那老者接连问出三个问题,每问出一个问题,老者散发出的杀气就提升一分,三个问题问毕,他浑身杀气犹如实质,砭人肌肤。
陈冬生神色凛然,沉声道:“前辈明鉴,我并非魔教贼子,而是江湖中人——适才听冯雷说,诸位都是修真者。相较于诸位,小子不过是世俗中人,粗通武道,在世俗之中,或许能够佼佼出众,但是在诸位修真者眼中,不过是小孩子过家家罢了。那楼听雪也不是为我所擒,事实真相到底如何,前辈只需将楼听雪松绑,她自可言明一切。”

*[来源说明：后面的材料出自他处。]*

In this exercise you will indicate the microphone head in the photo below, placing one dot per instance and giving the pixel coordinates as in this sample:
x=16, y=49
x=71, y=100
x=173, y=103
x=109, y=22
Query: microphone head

“唔,也是这个道理。”那老者看向楼听雪,只一眼,便看清楼听雪是被一条绳索五花大绑,捆在地上,冷笑道:“捆仙绳的仿品,只能发挥出真品百分之一的威力,对于初阶的修士来说,也是无解的法宝了。”老者口中说话,手指结印,一道符文从老者手中飞出,落在捆仙绳上。那捆仙绳随之松开,化成紫光,落入老者大袖之中。
老者威严道:“你叫楼听雪?这少年是否为魔教妖人,事情真相到底如何,你且说来听听,不要有半分隐瞒。”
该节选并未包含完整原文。